Lúculo sufrió problemas asimismo para encontrar tribunos militares y legados. Era la primera vez que sucedía algo así: siempre había más voluntarios que vacantes disponibles. Para espolear a otros senadores con su ejemplo, Escipión Emiliano, que entonces tenía treinta y tres años, declaró que, aunque se reclamaba su presencia en Macedonia, un lugar mucho más seguro, estaba dispuesto a arrostrar cualquier peligro por la patria y a acompañar a Lúculo en el puesto que este quisiera. Aquello animó a los demás y por fin las vacantes se cubrieron. La anécdota la transmite Polibio (35.4), siempre dispuesto a ensalzar a su amigo Escipión, pero revela el pavor que despertaba la campaña de Hispania.

Cuando Lúculo llegó al territorio celtíbero con su ejército, se encontró con que los numantinos habían firmado la paz con Marcelo.

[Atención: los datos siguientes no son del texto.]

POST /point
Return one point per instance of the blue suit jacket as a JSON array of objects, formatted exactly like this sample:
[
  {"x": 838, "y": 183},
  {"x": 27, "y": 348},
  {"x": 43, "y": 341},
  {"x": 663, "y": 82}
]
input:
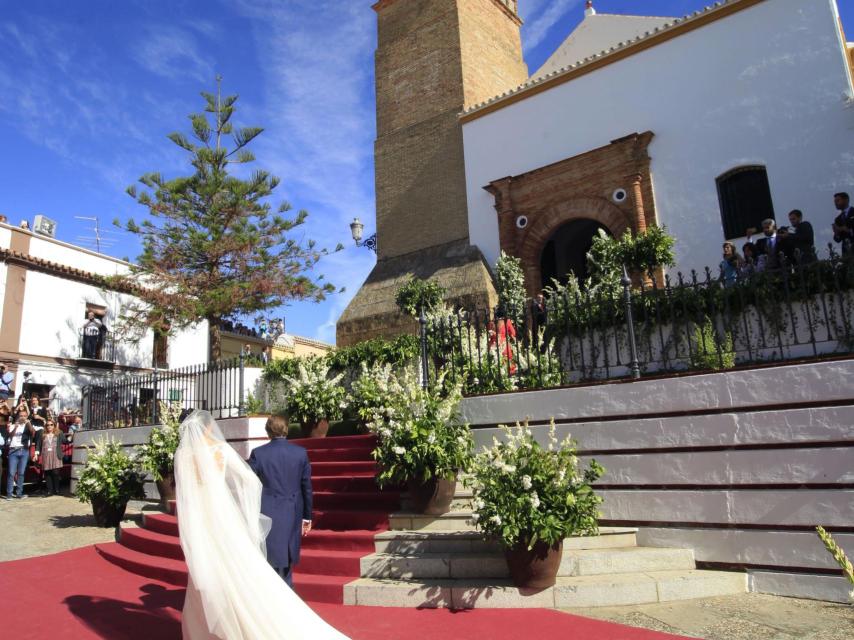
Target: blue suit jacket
[{"x": 285, "y": 474}]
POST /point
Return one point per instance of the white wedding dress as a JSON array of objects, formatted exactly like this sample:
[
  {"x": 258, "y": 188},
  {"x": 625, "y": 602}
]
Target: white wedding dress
[{"x": 232, "y": 592}]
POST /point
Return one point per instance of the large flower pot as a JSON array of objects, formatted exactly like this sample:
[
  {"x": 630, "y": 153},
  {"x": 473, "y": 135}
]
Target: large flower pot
[
  {"x": 106, "y": 513},
  {"x": 535, "y": 568},
  {"x": 315, "y": 429},
  {"x": 166, "y": 488},
  {"x": 433, "y": 497}
]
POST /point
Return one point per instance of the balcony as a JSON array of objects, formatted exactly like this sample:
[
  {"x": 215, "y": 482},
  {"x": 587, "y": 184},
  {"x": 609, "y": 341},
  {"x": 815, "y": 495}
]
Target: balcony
[{"x": 96, "y": 351}]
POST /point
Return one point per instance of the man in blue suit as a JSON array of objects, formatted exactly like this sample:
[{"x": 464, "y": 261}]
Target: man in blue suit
[{"x": 285, "y": 475}]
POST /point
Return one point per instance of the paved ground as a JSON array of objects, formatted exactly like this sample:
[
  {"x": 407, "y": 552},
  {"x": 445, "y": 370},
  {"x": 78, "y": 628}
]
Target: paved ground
[
  {"x": 39, "y": 526},
  {"x": 752, "y": 616}
]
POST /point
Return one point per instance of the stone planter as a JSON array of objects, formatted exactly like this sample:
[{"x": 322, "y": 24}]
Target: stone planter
[
  {"x": 106, "y": 513},
  {"x": 433, "y": 497},
  {"x": 535, "y": 568},
  {"x": 315, "y": 429},
  {"x": 166, "y": 488}
]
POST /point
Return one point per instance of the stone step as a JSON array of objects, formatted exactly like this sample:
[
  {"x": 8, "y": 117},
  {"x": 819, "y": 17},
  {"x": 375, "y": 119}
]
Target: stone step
[
  {"x": 418, "y": 542},
  {"x": 575, "y": 562},
  {"x": 580, "y": 591}
]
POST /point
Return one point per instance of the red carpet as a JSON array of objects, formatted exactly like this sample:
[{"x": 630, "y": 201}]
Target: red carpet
[
  {"x": 348, "y": 510},
  {"x": 77, "y": 595}
]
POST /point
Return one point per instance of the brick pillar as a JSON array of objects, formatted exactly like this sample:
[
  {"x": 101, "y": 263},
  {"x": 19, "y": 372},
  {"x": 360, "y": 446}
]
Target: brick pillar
[{"x": 637, "y": 194}]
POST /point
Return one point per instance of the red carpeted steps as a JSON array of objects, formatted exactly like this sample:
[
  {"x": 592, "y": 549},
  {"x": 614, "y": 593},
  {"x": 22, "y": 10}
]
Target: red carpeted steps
[{"x": 349, "y": 510}]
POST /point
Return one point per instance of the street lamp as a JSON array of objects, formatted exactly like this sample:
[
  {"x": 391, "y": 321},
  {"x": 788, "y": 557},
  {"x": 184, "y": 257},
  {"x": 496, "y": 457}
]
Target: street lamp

Después de haber viajado hasta allí, Lúculo no se iba a resignar a acantonar sin más a sus tropas, máxime cuando para alcanzar el cargo de cónsul había contraído grandes deudas que solo podía pagar obteniendo botín. Olvidándose de Numancia, decidió atacar a los vacceos, vecinos de los arévacos, sin que se hubiera declarado ninguna guerra contra ellos. En primer lugar, se dirigió contra Cauca (Coca, en Segovia). Cuando los lugareños se rindieron, el cónsul hizo entrar a sus tropas en la ciudad y les ordenó saquearla y matar a todos los varones en edad de combatir, algo que no contribuyó precisamente al buen crédito de Roma en la zona.

A continuación, atacó Intercacia, que algunos autores sitúan en las inmediaciones de Villalpando, en Zamora. En aquel asedio lo más destacado fue la actuación personal de Escipión Emiliano. En una pausa entre combates, un guerrero celtíbero de aspecto formidable cabalgó hacia las líneas romanas retando a batirse en duelo singular a quien quisiera. Escipión, pese a no ser hombre de gran estatura, se ofreció a luchar contra él. Estuvo a punto de perder la vida cuando el celtíbero hirió a su caballo, pero consiguió caer de pie, continuó la lucha y acabó derrotando a su adversario. En ese mismo asedio, fue el primero en escalar al asalto de la muralla, otra acción igualmente arriesgada.